第27話 小さな異変

 なかなか戻ってこないのを不思議に思って児童文学の書棚に向かい、フレイシアはそこでノイルが倒れているのを見つけた。


 驚いて駆け寄り、名前を呼んで体を揺すると、ノイルはすぐに目を覚ました。まるで夜更かし後の寝起きのようにぼんやりとした様子だったが、ひとまず命に別条はなさそうで、フレイシアはホッと胸をなで下ろした。


「何があったの?」

「わかんない……。急にクラクラしてきて」

「今は大丈夫?」

「うん。でも、ちょっと疲れたかも」


 フレイシアたちは本の会計を済ませると、書店を出た。このまま帰る予定だったが、念のため医者に寄ったほうが良いだろうという話になり、最寄りの診療所に向かった。


 医者が診てもこれといった異常は無く「単なる疲れだろうから、よく食べてよく寝ろ」という、あまり参考にならない診断とともに、滋養強壮に良いという煎じ薬が出ただけだった。

 グルベッドには治癒術を扱える魔術師の医者がいるらしいが、現状で普通に動けているノイルを連れてそこまで遠出すべきかは悩むところだった。長期の留守が出来ないということは、こういう不便も引き起こすのだと実感する。

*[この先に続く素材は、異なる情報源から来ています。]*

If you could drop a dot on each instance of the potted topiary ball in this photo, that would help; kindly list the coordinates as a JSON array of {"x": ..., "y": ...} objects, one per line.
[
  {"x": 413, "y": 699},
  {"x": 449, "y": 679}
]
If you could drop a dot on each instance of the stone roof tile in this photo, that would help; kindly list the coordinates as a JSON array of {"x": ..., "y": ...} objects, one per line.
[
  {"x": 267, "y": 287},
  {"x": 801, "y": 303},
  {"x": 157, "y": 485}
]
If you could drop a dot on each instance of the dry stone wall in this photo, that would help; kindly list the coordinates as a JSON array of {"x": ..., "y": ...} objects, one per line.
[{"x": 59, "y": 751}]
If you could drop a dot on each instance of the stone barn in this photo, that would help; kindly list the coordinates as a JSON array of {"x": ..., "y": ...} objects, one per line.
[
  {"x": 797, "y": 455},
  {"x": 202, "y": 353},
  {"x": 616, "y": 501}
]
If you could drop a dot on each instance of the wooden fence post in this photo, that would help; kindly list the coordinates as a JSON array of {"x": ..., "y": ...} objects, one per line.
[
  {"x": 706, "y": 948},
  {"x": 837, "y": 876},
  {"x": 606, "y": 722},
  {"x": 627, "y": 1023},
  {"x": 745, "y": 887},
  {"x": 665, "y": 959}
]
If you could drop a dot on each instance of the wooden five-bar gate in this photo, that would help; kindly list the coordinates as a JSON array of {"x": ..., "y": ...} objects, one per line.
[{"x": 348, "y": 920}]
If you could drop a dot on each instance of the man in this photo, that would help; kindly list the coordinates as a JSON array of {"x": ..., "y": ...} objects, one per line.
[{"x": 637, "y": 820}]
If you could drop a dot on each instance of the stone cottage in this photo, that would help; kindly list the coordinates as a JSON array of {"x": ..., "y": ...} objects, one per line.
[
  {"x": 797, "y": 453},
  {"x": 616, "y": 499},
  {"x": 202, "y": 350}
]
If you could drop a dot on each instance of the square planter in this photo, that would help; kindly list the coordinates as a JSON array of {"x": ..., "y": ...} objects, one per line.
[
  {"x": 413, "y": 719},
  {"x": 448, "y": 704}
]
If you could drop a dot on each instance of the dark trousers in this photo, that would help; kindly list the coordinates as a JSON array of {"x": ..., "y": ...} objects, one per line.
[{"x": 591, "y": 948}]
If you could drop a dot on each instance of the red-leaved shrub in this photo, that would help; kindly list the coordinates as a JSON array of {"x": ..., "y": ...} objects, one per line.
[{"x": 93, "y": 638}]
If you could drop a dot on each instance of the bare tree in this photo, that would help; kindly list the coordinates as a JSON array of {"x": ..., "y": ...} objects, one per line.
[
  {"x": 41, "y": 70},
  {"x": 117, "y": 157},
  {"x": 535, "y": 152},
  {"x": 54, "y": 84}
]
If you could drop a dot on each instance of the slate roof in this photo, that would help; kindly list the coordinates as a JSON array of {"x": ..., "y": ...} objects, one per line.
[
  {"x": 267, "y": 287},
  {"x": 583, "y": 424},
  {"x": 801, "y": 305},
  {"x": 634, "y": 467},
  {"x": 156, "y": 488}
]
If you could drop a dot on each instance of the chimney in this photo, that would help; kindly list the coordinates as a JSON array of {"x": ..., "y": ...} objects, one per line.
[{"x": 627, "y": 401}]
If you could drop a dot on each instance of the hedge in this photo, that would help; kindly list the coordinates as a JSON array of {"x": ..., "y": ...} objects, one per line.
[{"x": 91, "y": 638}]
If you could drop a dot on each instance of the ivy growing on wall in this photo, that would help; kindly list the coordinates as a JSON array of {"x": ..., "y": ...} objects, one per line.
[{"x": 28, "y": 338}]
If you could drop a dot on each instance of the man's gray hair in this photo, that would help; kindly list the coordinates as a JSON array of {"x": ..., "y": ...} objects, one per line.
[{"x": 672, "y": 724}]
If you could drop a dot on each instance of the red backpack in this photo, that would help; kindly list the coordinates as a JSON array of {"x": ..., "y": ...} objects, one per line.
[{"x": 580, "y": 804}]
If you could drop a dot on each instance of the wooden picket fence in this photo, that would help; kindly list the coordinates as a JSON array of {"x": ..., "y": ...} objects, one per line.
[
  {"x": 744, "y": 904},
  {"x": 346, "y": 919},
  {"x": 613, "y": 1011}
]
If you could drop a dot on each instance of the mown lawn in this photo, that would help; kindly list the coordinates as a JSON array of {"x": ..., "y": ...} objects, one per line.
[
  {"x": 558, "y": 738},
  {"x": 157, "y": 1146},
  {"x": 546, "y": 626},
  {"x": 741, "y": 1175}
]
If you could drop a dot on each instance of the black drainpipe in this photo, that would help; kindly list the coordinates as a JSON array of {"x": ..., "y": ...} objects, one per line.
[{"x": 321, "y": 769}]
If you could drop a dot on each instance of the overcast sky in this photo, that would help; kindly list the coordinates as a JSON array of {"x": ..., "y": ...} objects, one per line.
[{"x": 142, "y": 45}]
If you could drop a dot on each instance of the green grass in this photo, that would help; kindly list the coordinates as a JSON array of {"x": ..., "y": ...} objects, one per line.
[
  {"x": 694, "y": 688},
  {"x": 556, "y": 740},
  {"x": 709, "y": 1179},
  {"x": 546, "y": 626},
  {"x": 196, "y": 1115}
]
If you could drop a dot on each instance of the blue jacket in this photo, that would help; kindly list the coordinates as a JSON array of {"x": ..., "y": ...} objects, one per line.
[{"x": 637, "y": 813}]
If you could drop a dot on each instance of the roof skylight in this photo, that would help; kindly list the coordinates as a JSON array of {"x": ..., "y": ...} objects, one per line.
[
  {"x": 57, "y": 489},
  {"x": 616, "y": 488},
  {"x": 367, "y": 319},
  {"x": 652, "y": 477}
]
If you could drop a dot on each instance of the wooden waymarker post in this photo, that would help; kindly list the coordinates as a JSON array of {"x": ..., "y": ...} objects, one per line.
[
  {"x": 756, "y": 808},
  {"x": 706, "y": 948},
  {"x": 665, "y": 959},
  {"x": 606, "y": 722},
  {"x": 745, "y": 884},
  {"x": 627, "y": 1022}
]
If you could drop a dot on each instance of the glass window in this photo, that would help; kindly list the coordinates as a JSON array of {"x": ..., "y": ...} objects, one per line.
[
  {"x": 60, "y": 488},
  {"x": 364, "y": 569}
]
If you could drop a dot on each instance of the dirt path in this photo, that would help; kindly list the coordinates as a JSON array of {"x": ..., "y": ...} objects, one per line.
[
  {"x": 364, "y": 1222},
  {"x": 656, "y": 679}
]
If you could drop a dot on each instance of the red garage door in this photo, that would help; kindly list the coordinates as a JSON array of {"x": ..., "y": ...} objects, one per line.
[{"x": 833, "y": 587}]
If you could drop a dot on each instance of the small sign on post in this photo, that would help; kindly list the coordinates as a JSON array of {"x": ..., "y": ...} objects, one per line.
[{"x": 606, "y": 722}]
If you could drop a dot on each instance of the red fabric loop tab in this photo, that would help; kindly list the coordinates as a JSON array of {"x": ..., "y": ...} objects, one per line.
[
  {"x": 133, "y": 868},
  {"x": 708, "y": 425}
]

 結局、早く帰って寝たほうが良いだろうという方針に落ち着き、その日は飛んで帰ったあと早めに夕食を摂って、日が沈む前にノイルは眠った。


          *


「ノイルの様子はどう?」

「静かに眠ってます」


 フレイシアはベッドで横になっているノイルの顔を覗き込んだ。顔色も良いし、うなされている様子もない。呼吸も静かで、いたって普通だった。


「これはホントにただの疲れだったっぽいかな」

「買ってきた本を早く読みたいって駄々こねてましたよ。明日にしなよって寝かせましたけど」

「そっか。まあ、駄々こねられるくらいなら大丈夫かな。でも、何か疲れるようなことしたっけ?」

「わたしはケリーに乗るだけでかなり疲れますね……」

「あはは、マイナはそうかもね」


 いつも元気いっぱいなノイルが疲れているとは珍しいと思う反面、いつもはしゃいでいるから疲れたのだろうとも思えてくる。


「ケリーは構ってもらえなくて退屈だったね」


 そう言ってフレイシアがノイルの隣に座るケリーを撫でた時、ふと気づいた。ケリーはノイルの右手首の辺りをしきりに気にするように見ては、嘴でつついたり頭を擦り付けたりしていた。見たところ、手首に何かついている様子もない。


「ケリー、どうかした?」


 フレイシアは聞いてみたが、ケリーも首を傾げるだけだった。何が気になるのだろうか。


「夕飯の肉の匂いでも残ってたのでしょうか」

「そうかもね」


 元気がつくようにと肉を多めの夕食にしたせいかもしれない。ノイルはたくさん食べていたし、きっと明日は元気になるはずだ。